# Tokenization

A simple tokenizer takes text and splits it into tokens. it mainly has an encoder and decoder.
- The encoder turns text into token IDs.
- The decoder turns token IDs back into text.

Let's use the La La Land movie script to demonstrate tokenization:

In [1]:
with open("../data/la_la_land.txt", "r", encoding="utf-8") as f:
    raw_text = f.read()

print(raw_text[:30])
print("Total number of characters:", len(raw_text))

LA LA LAND
by
Damien Chazelle

Total number of characters: 102179


The goal is to turn the raw text into a sequence of tokens usable by an LLM.
First, we need to preprocess the text to remove unwanted characters and split it into tokens.
I have chosen the following set of characters to be removed:
- Punctuation: ,.:;?_!"()'
- Hyphens: -
- Whitespace: \s
- Double hyphen: --
Alot more characters can be removed, but for now, let's keep it simple.

In [3]:
import re
preprocessed = re.split(r'([,.:;?_!"()\']|--|\s)', raw_text)
preprocessed = [item.strip() for item in preprocessed if item.strip()]
print(preprocessed[:30])

['LA', 'LA', 'LAND', 'by', 'Damien', 'Chazelle', 'FADE', 'IN', '.', '.', '.', 'A', 'sun-blasted', 'sky', '.', 'We', 'HEAR', 'radios', '--', 'one', 'piece', 'of', 'music', 'after', 'another', '.', '.', '.', 'We’re', '--']


Total number of tokens:

In [4]:
print(len(preprocessed))

23341


From these tokens we can build a vocabulary of unique tokens.

In [12]:
all_tokens = sorted(set(preprocessed))
print(len(all_tokens))

3836


In [6]:
vocab = {token: i for i, token in enumerate(all_tokens)}


In [7]:
list(vocab.items())[1000:1020]

[('PUSH', 1000),
 ('PUSHED', 1001),
 ('Pantages', 1002),
 ('Paris', 1003),
 ('Parisian', 1004),
 ('Parisian-style', 1005),
 ('Park', 1006),
 ('Parker', 1007),
 ('Pasadena', 1008),
 ('Passes', 1009),
 ('Passing', 1010),
 ('Pasta', 1011),
 ('Peer', 1012),
 ('Peers', 1013),
 ('People', 1014),
 ('Pfeiffer’s', 1015),
 ('Photographer', 1016),
 ('Photographer’s', 1017),
 ('Piano', 1018),
 ('Picks', 1019)]

Now that we have a vocabulary, we can encode the raw text into token IDs.

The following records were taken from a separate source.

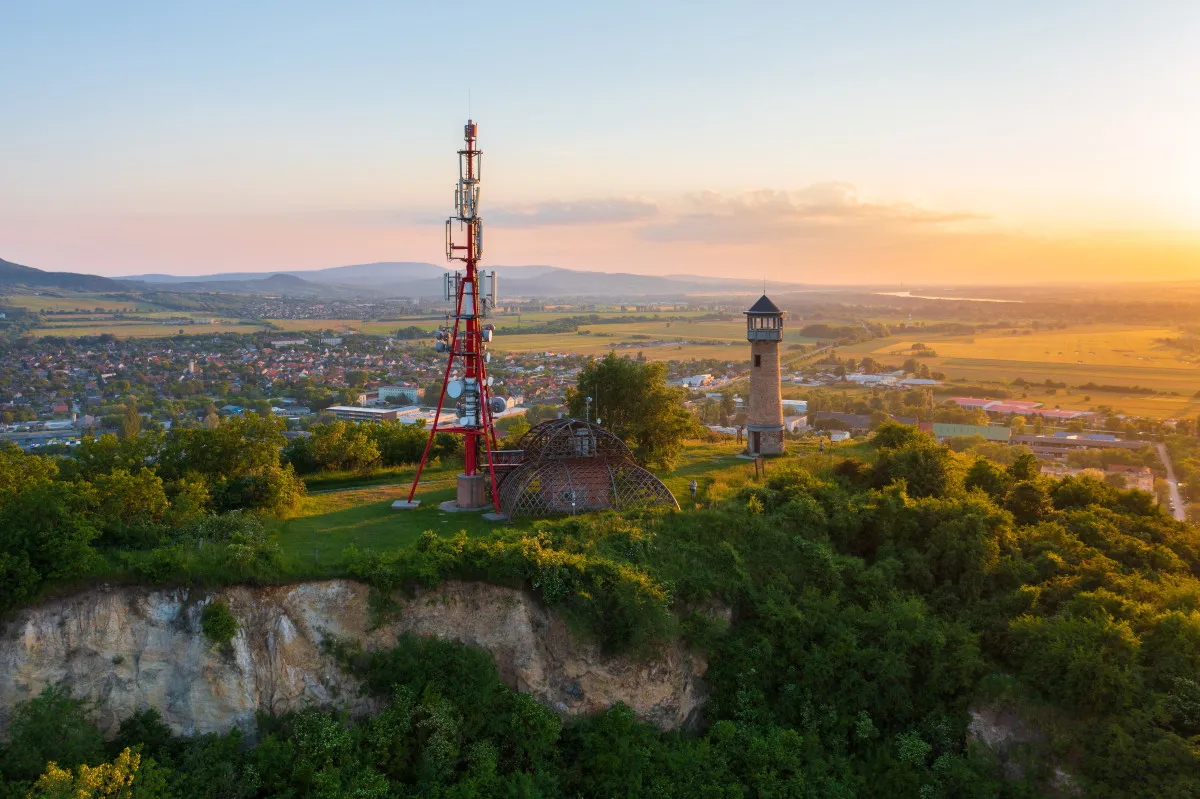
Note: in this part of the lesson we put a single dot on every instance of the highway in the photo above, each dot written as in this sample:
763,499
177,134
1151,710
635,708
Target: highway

We can build a simple tokenizer class.

In [8]:
class TokenizerV1:
    def __init__(self, vocab):
        self.vocab = vocab

    def encode(self, text):
        preprocessed = re.split(r'([,.:;?_!"()\']|--|\s)', text) # split the text into tokens, by the same characters we built the vocab from.
        preprocessed = [item.strip() for item in preprocessed if item.strip()] # remove leading and trailing whitespace
        return [self.vocab[token] for token in preprocessed] # return the token IDs

    def decode(self, ids):
        text = " ".join([{i:s for s,i in self.vocab.items()}[i] for i in ids])
        # Replace spaces before the specified punctuations
        text = re.sub(r'\s+([,.?!"()\'])', r'\1', text)
        return text

In [9]:
tokenizer = TokenizerV1(vocab)
text = """Maybe I’m one of those people who’s
always wanted to do it but never had a
chance."""
ids = tokenizer.encode(text)
print(ids)


[804, 679, 2768, 2752, 3525, 2867, 3727, 1431, 3675, 3545, 1913, 2434, 1664, 2713, 2266, 1381, 1707, 10]


In [10]:
tokenizer.decode(ids)

'Maybe I’m one of those people who’s always wanted to do it but never had a chance.'

But let's use a sentence containing a word that is not in the vocab:

In [11]:
text = """But on Instagram it said you liked hip hop more than jazz!"""
ids = tokenizer.encode(text)

KeyError: 'Instagram'

This is a problem, but its one of the reasons that special tokens are useful.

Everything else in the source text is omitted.